The Election is Over: What Should You Expect?

post-election-post-graphicIt has now been one month since election day, a new administration in the White House and a new Congressional makeup are in the works. If you’re like us, you are probably starting to wonder, “How will this affect me?” The President-elect made campaign promises that would affect both personal and business taxes as well as healthcare costs.

While campaign promises are subject to change, the following are the highlights of what you may expect following the inauguration of President-elect Trump based on his proposals:

Tax Reform

President-elect Trump’s campaign included several tax-related proposals that he intends to pursue during his first 100 days in office, which are set forth in more detail below.

Individual Income Tax Rates

Under the American Taxpayer Relief Act of 2012, the current individual income tax rates are 10, 15, 25, 28, 33, 35, and 39.6 percent.  During the campaign, President-elect Trump proposed a new rate structure of 12, 25 and 33 percent as follows:

Current Rates Rate under Proposed Structure
10 and 15% 12%
25 and 28% 25%
33, 35 and 39.6% 33%

This rate structure tracks one proposed by House Republicans earlier this year.

In addition to changes to individual income tax rates, President-elect Trump proposed changes to the capital gains and dividend tax rates to align such rates within his proposed percent income tax bracket levels.

Deductions and Family Tax Breaks

President-elect Trump further proposed he would seek to limit itemized deductions, eliminate the head-of-household filing status and all personal exemptions.

President-elect Trump also has called for increasing the standard deduction. Under his plan, the standard deduction would increase to $15,000 for single individuals and to $30,000 for married couples filing jointly.

Additionally, President-elect Trump proposes to seek the creation of dependent care savings accounts, changes to earned income tax credit and enhanced deductions for child care and eldercare.

Alternative Minimum Tax and Gift/Estate Tax

President-elect Trump proposed to repeal the alternative minimum tax (AMT) and the federal estate and gift tax.

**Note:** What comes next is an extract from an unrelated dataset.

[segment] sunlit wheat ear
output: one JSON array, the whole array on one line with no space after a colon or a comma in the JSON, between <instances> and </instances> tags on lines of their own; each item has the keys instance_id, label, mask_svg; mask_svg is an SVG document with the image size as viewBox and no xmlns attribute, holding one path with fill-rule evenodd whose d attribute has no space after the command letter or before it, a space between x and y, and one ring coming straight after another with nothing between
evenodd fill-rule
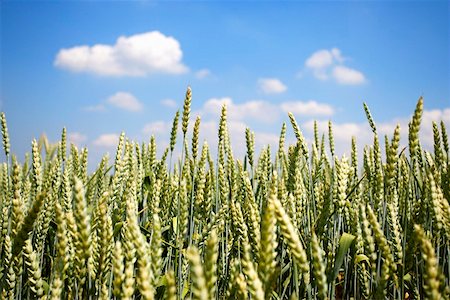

The unified federal estate and gift tax currently starts for estates valued at $5.490 million per individual for 2017.

Health Care

President-elect Trump made repeal of the Affordable Care Act (ACA) a primary focus in his campaign. The President-elect said he would call a special session of Congress to repeal the ACA, which enacted several new tax provisions and a penalty into law to fund the ACA, including the net investment income tax and the Additional Medicare Tax, both of which largely impact higher income taxpayers.

Business Tax Proposals

The current corporate tax rate is 35 percent. President-elect Trump called during the campaign for a reduction in the corporate tax rate from 35 percent to 15 percent. Furthermore, the President-elect has proposed sharing that rate with owners of “pass through” entities (i.e. sole proprietorships, partnerships and S corporations), but only for profits that are reinvested in the business.

Trump also proposed a doubling of the small business expensing election to $1 million, and the immediate deduction of all new investments in a business.

President-elect Trump’s tax proposals that are outlined above are based largely on representations by him during the campaign and in his campaign materials.